For Mike Williams, operations executive at the Table Mountain Aerial Cableway Company (TMACC), work is something of a pleasure.
Not only does he get to spend his days ensconced in the splendour of Table Mountain but he also gets to work with people who have become his family.
Mr Williams has been part of the TMACC family for the past three decades.
When Mr Williams initially took over technical operations of TMACC 30 years ago, the infrastructure was reliable but archaic.
Years of sanctions during the apartheid era meant that he and his team were accustomed to making do with the bare minimum of resources.
This situation demanded a thrifty ingenuity, with rigorous checks and maintenance done on all parts since new equipment was difficult to come by.
A new democracy in 1994 saw the dawn of new hope for the Cape’s most iconic landmark, and the beginnings of a major upgrade to the cableway.
Under his stewardship, this process integrated new environmental management standards to nurture and protect the mountain’s precious ecosystem.
During major upgrades in 1997, the staff lived on the mountain for two-week stints, during which the camaraderie and fellowship were essential. He said the connections forged there, between colleagues and with the mountain itself have blossomed into lifelong bonds of friendship.

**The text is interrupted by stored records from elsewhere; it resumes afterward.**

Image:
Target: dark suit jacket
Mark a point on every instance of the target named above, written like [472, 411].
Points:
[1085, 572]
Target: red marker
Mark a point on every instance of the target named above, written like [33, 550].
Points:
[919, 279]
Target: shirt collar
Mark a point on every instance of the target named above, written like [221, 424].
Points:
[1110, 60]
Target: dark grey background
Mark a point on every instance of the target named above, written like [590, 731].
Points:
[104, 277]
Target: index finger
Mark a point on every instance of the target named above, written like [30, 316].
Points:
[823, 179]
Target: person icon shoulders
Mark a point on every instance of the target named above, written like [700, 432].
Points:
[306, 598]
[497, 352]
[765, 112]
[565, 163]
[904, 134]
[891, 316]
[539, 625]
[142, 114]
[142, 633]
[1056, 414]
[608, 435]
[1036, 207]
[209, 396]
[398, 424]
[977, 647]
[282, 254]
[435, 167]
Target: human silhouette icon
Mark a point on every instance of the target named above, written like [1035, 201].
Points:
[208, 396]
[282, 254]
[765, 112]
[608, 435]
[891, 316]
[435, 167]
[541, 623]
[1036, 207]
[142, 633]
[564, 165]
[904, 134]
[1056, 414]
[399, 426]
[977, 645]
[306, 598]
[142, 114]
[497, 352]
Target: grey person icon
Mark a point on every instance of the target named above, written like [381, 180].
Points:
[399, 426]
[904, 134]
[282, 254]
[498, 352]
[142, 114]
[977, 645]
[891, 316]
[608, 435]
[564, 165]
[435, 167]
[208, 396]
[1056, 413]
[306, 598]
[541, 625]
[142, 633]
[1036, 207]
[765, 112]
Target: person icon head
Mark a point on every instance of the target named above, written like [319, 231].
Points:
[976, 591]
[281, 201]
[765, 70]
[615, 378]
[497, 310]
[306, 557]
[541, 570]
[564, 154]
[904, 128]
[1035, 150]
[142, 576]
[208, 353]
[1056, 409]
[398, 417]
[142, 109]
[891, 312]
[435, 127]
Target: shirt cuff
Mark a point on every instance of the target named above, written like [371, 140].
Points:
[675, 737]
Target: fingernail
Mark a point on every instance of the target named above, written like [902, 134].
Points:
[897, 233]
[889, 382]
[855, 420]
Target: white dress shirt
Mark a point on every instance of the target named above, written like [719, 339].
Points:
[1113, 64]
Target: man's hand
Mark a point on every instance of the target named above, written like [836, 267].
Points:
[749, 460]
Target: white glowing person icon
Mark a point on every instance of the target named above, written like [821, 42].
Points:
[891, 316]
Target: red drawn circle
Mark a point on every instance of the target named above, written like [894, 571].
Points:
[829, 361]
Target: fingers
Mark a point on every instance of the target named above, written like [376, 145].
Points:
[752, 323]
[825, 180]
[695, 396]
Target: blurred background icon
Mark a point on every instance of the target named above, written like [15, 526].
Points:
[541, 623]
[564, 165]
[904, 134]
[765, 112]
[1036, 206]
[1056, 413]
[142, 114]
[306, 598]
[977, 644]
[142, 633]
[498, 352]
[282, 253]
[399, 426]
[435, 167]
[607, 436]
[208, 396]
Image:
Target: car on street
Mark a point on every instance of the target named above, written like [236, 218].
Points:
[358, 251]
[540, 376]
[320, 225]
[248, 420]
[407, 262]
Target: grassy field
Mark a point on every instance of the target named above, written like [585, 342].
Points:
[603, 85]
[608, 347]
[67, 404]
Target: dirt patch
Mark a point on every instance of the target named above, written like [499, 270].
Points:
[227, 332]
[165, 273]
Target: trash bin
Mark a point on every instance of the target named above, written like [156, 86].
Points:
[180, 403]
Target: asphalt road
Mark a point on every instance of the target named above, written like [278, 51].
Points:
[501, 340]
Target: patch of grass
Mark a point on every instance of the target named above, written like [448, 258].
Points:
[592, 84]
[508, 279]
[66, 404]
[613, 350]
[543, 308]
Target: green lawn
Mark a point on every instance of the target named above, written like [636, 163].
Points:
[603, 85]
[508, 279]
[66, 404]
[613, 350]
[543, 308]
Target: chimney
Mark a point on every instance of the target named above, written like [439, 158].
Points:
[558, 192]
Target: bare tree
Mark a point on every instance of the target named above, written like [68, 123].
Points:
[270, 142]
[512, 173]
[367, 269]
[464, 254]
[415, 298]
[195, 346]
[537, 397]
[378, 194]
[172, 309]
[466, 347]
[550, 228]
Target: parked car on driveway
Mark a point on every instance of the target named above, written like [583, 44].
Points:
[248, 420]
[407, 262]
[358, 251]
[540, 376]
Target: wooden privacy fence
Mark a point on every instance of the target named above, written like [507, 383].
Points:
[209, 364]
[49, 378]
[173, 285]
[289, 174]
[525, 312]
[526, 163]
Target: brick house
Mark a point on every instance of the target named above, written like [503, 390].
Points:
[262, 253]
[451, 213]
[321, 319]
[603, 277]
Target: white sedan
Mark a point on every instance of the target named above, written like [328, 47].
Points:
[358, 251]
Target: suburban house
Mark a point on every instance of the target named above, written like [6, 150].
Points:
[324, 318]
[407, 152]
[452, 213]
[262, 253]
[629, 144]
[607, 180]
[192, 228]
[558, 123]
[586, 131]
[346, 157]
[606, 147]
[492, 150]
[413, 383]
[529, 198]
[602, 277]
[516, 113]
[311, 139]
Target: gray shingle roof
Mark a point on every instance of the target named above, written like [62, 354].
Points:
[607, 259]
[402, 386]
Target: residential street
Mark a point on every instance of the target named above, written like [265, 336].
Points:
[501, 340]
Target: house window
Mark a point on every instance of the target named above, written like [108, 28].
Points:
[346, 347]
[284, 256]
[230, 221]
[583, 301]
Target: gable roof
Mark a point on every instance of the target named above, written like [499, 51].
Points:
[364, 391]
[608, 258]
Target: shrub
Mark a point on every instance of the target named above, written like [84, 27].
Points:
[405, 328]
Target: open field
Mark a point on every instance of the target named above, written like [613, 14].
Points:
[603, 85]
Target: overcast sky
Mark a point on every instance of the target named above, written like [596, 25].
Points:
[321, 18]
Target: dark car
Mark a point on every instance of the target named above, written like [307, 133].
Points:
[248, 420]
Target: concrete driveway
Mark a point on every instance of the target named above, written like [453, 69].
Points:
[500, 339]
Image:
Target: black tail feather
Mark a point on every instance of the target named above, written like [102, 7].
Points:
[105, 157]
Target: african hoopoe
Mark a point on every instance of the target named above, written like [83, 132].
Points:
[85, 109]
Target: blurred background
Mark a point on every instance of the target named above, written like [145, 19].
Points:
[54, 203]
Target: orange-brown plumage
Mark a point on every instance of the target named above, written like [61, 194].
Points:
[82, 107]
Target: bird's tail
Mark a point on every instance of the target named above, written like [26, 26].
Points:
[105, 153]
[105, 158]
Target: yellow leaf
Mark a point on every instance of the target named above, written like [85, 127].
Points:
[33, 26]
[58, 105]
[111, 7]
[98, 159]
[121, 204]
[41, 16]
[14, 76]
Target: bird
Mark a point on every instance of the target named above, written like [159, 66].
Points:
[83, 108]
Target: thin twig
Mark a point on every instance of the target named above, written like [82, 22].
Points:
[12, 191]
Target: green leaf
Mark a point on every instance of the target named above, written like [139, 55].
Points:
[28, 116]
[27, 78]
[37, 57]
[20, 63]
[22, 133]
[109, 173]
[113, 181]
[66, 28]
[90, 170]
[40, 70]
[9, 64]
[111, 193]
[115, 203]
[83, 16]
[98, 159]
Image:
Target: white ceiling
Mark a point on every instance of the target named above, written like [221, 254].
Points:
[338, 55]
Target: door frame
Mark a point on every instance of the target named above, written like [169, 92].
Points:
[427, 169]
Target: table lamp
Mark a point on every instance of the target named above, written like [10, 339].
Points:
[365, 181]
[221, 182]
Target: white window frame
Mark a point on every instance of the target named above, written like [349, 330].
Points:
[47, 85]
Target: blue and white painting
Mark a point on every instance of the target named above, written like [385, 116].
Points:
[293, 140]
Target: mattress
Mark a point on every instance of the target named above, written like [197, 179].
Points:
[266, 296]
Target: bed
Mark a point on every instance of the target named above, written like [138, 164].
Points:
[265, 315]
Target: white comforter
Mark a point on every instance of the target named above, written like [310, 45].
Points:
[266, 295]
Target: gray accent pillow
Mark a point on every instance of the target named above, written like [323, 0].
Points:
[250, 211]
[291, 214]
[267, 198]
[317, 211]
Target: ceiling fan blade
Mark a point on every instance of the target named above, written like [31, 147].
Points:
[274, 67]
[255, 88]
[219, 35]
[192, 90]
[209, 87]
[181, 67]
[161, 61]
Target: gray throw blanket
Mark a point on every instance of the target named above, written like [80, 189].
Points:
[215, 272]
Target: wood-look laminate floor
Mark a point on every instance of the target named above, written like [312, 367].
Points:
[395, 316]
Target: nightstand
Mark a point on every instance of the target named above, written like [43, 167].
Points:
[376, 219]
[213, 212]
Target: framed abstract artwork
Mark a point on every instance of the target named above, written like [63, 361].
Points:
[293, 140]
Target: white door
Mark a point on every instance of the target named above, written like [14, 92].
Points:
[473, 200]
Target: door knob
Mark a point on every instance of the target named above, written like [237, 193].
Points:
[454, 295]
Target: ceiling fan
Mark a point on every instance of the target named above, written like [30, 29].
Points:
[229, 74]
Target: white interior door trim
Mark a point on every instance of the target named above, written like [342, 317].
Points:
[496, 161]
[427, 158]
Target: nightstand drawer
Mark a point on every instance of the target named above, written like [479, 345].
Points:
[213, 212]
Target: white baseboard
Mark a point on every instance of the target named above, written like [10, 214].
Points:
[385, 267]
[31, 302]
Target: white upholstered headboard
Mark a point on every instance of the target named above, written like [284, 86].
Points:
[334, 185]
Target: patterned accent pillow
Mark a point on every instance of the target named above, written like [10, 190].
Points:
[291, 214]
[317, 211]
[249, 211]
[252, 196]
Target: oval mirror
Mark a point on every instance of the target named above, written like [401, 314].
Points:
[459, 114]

“The sense of Ubuntu, of helping each other through team-work and old-fashioned family values within our organisation has humbled me over the years. It gives me a deep sense of gratitude for the work we do and the space we inhabit,” he said.
Mr Williams said the nature of his work has shifted over the years and broadened in scope to encompass several complex challenges. One of which is that the cable system runs on a dual power source, which dynamically switches over to hydraulics in the absence of electricity.
“When I started 30 years ago, it was all about looking after the cableway. Now it’s all about looking after the health and safety of the mountain, its ecosystems and habitats. The human tourists who ride the cablecars are but one in a multitude of species,” he joked.
He has now taken a challenge put together measures required to manage the operations of a world-famous ecotourism attraction against the preservation of the mountain and its environs.
Among these, is to ensure that the mountain’s fragile water system is undisturbed and preserved in its natural state.
“No wastewater is allowed to be left in this fragile habitat. So, every drop used must be carried up and down in huge 3 000-litre tanks at the base of each cable car. These tanks also function as stabilising ballasts against heavy winds.”
While Mr Williams’ duties as custodian of Cape Town’s most precious wonder have expanded significantly with the rise in tourism numbers in last two decades, he still feels fortunate to be working in a place he loves, among colleagues who are like family and bringing joy to the hearts of countless visitors.